On 8/4/23 12:29, Will Deacon wrote:
> On Wed, Aug 02, 2023 at 09:44:58PM -0400, Waiman Long wrote:
>> On 8/2/23 21:37, Waiman Long wrote:
>>> On 7/28/23 11:06, Will Deacon wrote:
>>>> On Fri, Jul 21, 2023 at 11:17:28PM -0400, Waiman Long wrote:
>>>>> The following circular locking dependency was reported when running
>>>>> cpus online/offline test on an arm64 system.
>>>>>
>>>>> [   84.195923] Chain exists of:
>>>>>                    dmc620_pmu_irqs_lock --> cpu_hotplug_lock -->
>>>>> cpuhp_state-down
>>>>>
>>>>> [   84.207305]  Possible unsafe locking scenario:
>>>>>
>>>>> [   84.213212]        CPU0                    CPU1
>>>>> [   84.217729]        ----                    ----
>>>>> [   84.222247]   lock(cpuhp_state-down);
>>>>> [   84.225899] lock(cpu_hotplug_lock);
>>>>> [   84.232068] lock(cpuhp_state-down);
>>>>> [   84.238237]   lock(dmc620_pmu_irqs_lock);
>>>>> [   84.242236]
>>>>>                   *** DEADLOCK ***
>>>>>
>>>>> The problematic locking order seems to be
>>>>>
>>>>>      lock(dmc620_pmu_irqs_lock) --> lock(cpu_hotplug_lock)
>>>>>
>>>>> This locking order happens when dmc620_pmu_get_irq() is called from
>>>>> dmc620_pmu_device_probe(). Since dmc620_pmu_irqs_lock is used for
>>>>> protecting the dmc620_pmu_irqs structure only, we don't actually need
>>>>> to hold the lock when adding a new instance to the CPU hotplug
>>>>> subsystem.
>>>>>
>>>>> Fix this possible deadlock scenario by releasing the lock before
>>>>> calling cpuhp_state_add_instance_nocalls() and reacquiring it
>>>>> afterward.
>>>>> To avoid the possibility of 2 racing dmc620_pmu_get_irq() calls
>>>>> inserting
>>>>> duplicated dmc620_pmu_irq structures with the same irq number, a dummy
>>>>> entry is inserted before releasing the lock which will block a
>>>>> competing
>>>>> thread from inserting another irq structure of the same irq number.
>>>>>
>>>>> Suggested-by: Robin Murphy <robin.murphy at arm.com>
>>>>> Signed-off-by: Waiman Long <longman at redhat.com>
>>>>> ---
>>>>>    drivers/perf/arm_dmc620_pmu.c | 28 ++++++++++++++++++++++------
>>>>>    1 file changed, 22 insertions(+), 6 deletions(-)
>>>>>
>>>>> diff --git a/drivers/perf/arm_dmc620_pmu.c
>>>>> b/drivers/perf/arm_dmc620_pmu.c
>>>>> index 9d0f01c4455a..7cafd4dd4522 100644
>>>>> --- a/drivers/perf/arm_dmc620_pmu.c
>>>>> +++ b/drivers/perf/arm_dmc620_pmu.c
>>>>> @@ -76,6 +76,7 @@ struct dmc620_pmu_irq {
>>>>>        refcount_t refcount;
>>>>>        unsigned int irq_num;
>>>>>        unsigned int cpu;
>>>>> +    unsigned int valid;
>>>>>    };
>>>>>      struct dmc620_pmu {
>>>>> @@ -423,9 +424,14 @@ static struct dmc620_pmu_irq
>>>>> *__dmc620_pmu_get_irq(int irq_num)
>>>>>        struct dmc620_pmu_irq *irq;
>>>>>        int ret;
>>>>>    -    list_for_each_entry(irq, &dmc620_pmu_irqs, irqs_node)
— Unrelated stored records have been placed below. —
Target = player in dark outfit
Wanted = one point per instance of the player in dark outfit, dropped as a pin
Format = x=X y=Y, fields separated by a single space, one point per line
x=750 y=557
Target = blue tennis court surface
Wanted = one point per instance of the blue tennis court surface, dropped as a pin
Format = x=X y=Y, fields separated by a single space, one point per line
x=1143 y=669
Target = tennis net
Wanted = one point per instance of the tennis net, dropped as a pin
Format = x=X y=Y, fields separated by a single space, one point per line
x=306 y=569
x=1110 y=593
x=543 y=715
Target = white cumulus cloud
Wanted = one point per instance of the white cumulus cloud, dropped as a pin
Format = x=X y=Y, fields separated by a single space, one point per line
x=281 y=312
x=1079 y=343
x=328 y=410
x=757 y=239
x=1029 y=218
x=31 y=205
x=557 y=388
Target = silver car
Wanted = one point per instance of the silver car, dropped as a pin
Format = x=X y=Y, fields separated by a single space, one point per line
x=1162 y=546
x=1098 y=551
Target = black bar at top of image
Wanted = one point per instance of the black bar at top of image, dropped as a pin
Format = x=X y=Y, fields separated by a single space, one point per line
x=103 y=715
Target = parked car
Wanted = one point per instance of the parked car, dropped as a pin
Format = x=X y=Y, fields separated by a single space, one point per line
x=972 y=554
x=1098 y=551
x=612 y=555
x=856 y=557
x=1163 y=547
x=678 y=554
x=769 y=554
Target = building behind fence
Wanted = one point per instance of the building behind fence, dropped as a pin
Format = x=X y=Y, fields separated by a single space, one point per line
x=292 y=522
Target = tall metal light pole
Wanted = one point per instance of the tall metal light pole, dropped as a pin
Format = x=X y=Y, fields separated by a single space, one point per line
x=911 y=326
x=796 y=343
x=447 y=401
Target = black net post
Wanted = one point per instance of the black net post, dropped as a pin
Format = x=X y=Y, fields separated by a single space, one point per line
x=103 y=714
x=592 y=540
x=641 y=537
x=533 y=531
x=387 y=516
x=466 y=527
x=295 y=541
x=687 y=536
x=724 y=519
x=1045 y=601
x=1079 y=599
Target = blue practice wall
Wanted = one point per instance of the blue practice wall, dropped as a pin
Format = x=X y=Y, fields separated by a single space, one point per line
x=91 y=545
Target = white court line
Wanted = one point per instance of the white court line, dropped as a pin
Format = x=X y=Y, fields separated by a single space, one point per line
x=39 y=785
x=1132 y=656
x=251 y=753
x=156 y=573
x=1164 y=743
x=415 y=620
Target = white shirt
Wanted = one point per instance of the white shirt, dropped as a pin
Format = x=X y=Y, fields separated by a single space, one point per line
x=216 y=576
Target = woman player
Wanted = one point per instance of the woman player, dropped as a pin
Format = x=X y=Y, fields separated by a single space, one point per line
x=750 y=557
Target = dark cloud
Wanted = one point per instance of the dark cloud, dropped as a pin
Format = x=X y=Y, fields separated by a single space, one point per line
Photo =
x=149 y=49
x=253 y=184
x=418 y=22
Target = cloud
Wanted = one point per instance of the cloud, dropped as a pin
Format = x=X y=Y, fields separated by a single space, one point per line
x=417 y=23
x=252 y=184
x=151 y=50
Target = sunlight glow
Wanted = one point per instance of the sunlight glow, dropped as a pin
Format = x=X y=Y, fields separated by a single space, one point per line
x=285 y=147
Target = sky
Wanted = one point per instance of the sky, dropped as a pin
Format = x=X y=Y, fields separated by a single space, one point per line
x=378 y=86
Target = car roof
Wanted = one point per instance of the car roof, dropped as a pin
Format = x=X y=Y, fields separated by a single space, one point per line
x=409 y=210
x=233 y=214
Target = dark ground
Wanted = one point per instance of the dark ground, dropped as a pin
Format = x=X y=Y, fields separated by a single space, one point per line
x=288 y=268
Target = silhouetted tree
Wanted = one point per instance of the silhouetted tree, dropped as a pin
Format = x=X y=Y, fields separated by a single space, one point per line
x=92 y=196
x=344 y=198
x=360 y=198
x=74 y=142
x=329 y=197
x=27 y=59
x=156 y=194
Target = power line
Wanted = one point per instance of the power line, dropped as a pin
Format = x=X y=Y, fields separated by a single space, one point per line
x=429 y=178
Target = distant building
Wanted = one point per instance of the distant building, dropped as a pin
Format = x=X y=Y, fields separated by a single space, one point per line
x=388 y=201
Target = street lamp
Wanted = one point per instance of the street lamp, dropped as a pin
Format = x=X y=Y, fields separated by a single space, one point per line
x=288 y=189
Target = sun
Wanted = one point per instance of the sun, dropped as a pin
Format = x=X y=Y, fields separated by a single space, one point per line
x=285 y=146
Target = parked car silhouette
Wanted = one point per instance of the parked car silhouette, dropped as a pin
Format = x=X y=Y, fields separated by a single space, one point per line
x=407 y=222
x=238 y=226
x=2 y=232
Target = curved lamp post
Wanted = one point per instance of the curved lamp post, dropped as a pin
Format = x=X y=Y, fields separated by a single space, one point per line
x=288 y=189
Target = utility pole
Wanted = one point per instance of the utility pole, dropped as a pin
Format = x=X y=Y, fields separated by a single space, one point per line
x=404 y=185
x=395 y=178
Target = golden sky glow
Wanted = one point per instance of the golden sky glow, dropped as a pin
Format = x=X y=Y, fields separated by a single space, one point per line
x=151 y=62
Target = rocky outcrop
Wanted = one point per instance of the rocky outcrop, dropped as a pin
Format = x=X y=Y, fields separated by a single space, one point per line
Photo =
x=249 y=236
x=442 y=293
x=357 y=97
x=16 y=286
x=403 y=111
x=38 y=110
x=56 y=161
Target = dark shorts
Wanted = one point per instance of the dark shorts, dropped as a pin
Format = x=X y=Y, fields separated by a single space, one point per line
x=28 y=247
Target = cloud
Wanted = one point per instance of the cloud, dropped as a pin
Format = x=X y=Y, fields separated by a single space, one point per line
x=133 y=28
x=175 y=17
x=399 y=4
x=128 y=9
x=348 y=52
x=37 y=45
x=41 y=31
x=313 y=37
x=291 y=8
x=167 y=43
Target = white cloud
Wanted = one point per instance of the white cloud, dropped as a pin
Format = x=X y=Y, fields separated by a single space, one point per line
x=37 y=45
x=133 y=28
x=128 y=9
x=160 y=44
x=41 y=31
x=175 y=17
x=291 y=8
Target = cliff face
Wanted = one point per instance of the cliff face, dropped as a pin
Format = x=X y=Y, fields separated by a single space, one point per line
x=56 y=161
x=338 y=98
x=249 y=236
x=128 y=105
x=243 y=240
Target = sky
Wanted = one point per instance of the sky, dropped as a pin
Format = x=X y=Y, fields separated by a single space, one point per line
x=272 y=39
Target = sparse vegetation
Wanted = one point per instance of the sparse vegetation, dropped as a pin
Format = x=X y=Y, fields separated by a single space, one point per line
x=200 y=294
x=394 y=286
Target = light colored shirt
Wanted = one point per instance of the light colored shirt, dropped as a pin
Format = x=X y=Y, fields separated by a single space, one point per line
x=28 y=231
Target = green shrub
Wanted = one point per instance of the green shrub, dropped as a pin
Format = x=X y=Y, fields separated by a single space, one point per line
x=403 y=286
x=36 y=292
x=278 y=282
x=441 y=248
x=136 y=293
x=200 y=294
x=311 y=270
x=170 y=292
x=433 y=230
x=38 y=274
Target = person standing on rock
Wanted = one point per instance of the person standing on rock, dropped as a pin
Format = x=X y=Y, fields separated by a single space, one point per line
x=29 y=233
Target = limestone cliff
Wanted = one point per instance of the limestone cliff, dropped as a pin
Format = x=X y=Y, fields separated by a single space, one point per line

>>>>> -        if (irq->irq_num == irq_num &&
>>>>> refcount_inc_not_zero(&irq->refcount))
>>>>> +    list_for_each_entry(irq, &dmc620_pmu_irqs, irqs_node) {
>>>>> +        if (irq->irq_num != irq_num)
>>>>> +            continue;
>>>>> +        if (!irq->valid)
>>>>> +            return ERR_PTR(-EAGAIN);    /* Try again later */
>>>> It looks like this can bubble up to the probe() routine. Does the driver
>>>> core handle -EAGAIN coming back from a probe routine?
>>> Right, I should add code to handle this error condition. I think it can
>>> be handled in dmc620_pmu_get_irq(). The important thing is to release
>>> the mutex, wait a few ms and try again. What do you think?
>>>>> +        if (refcount_inc_not_zero(&irq->refcount))
>>>>>                return irq;
>>>>> +    }
>>>>>          irq = kzalloc(sizeof(*irq), GFP_KERNEL);
>>>>>        if (!irq)
>>>>> @@ -447,13 +453,23 @@ static struct dmc620_pmu_irq
>>>>> *__dmc620_pmu_get_irq(int irq_num)
>>>>>        if (ret)
>>>>>            goto out_free_irq;
>>>>>    -    ret = cpuhp_state_add_instance_nocalls(cpuhp_state_num,
>>>>> &irq->node);
>>>>> -    if (ret)
>>>>> -        goto out_free_irq;
>>>>> -
>>>>>        irq->irq_num = irq_num;
>>>>>        list_add(&irq->irqs_node, &dmc620_pmu_irqs);
>>>>>    +    /*
>>>>> +     * Release dmc620_pmu_irqs_lock before calling
>>>>> +     * cpuhp_state_add_instance_nocalls() and reacquire it afterward.
>>>>> +     */
>>>>> +    mutex_unlock(&dmc620_pmu_irqs_lock);
>>>>> +    ret = cpuhp_state_add_instance_nocalls(cpuhp_state_num,
>>>>> &irq->node);
>>>>> +    mutex_lock(&dmc620_pmu_irqs_lock);
>>>>> +
>>>>> +    if (ret) {
>>>>> +        list_del(&irq->irqs_node);
>>>>> +        goto out_free_irq;
>>>>> +    }
>>>>> +
>>>>> +    irq->valid = true;
>>>> Do you actually need a new flag here, or could we use a refcount of zero
>>>> to indicate that the irq descriptor is still being constructed?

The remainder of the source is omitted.